Schon der Aufgang zum Stadtmuseum und Stäblisaal im ehemaligen städtischen Zeughaus von 1673 in der unteren Hofstatt hat es in sich: Die geschwungene Wendeltreppe verlangt einem einen guten und konzentrierten Tritt ab. Vorbei an den Jugendfestkanonen im Erdgeschoss, überrascht einen der kürzlich renovierte Stäblisaal im ersten Stock, wo die Bilder des um 1900 bedeutenden Schweizer Landschaftsmalers Adolf Stäbli ausgestellt sind. Paare können sich hier auch das Ja-Wort geben.

Die rund 20 Gäste sind an diesem Montagabend nicht nur der Bilder wegen gekommen, sondern wollen das Gespräch mit der Brugger Stadtführerin Johanna Zumstein-Belart, der Badener Museumsleiterin Carol Nater Cartier und dem Aarauer Historiker Dominik Sauerländer mitverfolgen.

Der Gang ins Tourismusbüro

Kurator Dominik Sieber fühlt in breitem Baseldeutsch seinen Gästen punkto Museumsperspektiven den Puls. Er gibt auch gleich zu, von den Erfahrungen der Diskussionsteilnehmer profitieren zu wollen. Sieber will zuerst wissen, was sie in einer neuen Stadt machen: «Ich gehe oftmals ins Tourismusbüro, um nach den Museen zu fragen», sagt Johanna Zumstein. Als Stadtführerin hingegen zeige sie vielen Auswärtigen die Stadt. Speziell seien die Rundgänge mit den Rekruten, denn diese erhalten einen eigenen Kulturtag und besuchten unter anderem das Paul-Scherrer-Institut (PSI), die Wasserleitung Vindonissa und das Schloss Habsburg. «Die Brugger denken, dass die Rekruten später einmal mit ihren Kindern wiederkommen», meint Johanna Zumstein.

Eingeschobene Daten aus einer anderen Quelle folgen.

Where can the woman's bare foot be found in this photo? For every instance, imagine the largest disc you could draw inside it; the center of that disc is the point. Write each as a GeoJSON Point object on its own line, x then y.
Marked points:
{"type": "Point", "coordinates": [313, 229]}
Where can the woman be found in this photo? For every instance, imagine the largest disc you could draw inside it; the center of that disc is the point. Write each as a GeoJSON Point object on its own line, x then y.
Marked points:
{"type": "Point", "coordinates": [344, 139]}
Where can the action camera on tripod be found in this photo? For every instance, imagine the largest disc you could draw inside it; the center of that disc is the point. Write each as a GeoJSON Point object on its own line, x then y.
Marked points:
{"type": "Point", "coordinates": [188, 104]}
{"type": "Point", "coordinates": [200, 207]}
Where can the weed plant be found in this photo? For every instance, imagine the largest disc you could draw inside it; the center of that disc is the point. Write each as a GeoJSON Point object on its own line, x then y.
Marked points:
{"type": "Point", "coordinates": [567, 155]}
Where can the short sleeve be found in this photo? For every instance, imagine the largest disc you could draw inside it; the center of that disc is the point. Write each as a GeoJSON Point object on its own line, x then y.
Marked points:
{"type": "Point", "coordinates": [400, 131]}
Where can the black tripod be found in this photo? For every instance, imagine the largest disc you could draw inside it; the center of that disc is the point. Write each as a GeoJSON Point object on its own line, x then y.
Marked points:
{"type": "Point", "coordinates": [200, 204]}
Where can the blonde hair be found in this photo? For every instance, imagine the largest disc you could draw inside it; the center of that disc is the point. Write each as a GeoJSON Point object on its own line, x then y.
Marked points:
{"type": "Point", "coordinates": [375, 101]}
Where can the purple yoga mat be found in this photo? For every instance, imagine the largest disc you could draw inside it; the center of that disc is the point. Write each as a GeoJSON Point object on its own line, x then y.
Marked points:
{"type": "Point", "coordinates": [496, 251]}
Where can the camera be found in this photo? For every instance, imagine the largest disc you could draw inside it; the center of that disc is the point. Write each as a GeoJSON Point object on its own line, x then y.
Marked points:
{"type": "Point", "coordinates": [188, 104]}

Ganz anders macht es Carol Nater Cartier: «Ich lasse mich in einer neuen Stadt einfach treiben und lese nachher darüber.» An ihrem Arbeitsort im Historischen Museum Baden können sich die Gäste während 30 Minuten mittels neun Filmen einen Überblick verschaffen.

Kurator Sieber erklärt, dass es nirgends so viele Museen gebe wie in der Schweiz. «Könnte dieser Museumsboom jemals aufhören?», will er von Dominik Sauerländer wissen. Dieser antwortet mit dem Vergleich der zwei Hüte, das jedes Museum aufhabe: Der erste Hut sei der Auftrag des Bewahrens und Sammelns von Objekten. Und diese müssen auch zugänglich gemacht werden. Den zweiten Hut vergleicht er mit dem Museum als Ort, wohin viele Leute kämen. Die vielen Eintritte seien so eine messbare Grösse. «Die Ortmuseen entstehen ja aus dem Bedürfnis heraus, alte Sachen nicht verschwinden zu lassen. Doch es gibt immer mehr davon, man hat dafür aber keinen Platz, es braucht ein Depot.»

Ein virtuelles Museum

Ein sogenanntes «E-Museum», um die Bestände virtuell anzuschauen, sei besonders für Schulen und Interessierte toll, meint Dominik Sauerländer. Regelrechte Fanatiker sammelten alles über Hellebarden, Rüstungen oder Schwerter. «Wir haben nachgefragt, ob sie zu einzelnen Objekten mehr wissen, und sie wussten mehr», sagt Carol Nater Cartier lachend.

Aus dem Publikum kommt der Hinweis, das Einfache, Einzigartige wirken zu lassen. Denn das Museum lebe vom Moment. Und wenn Geschichte vermittelt werden kann, indem man das Ganze mit dem Jetzt verknüpfe, sei dies sehr spannend.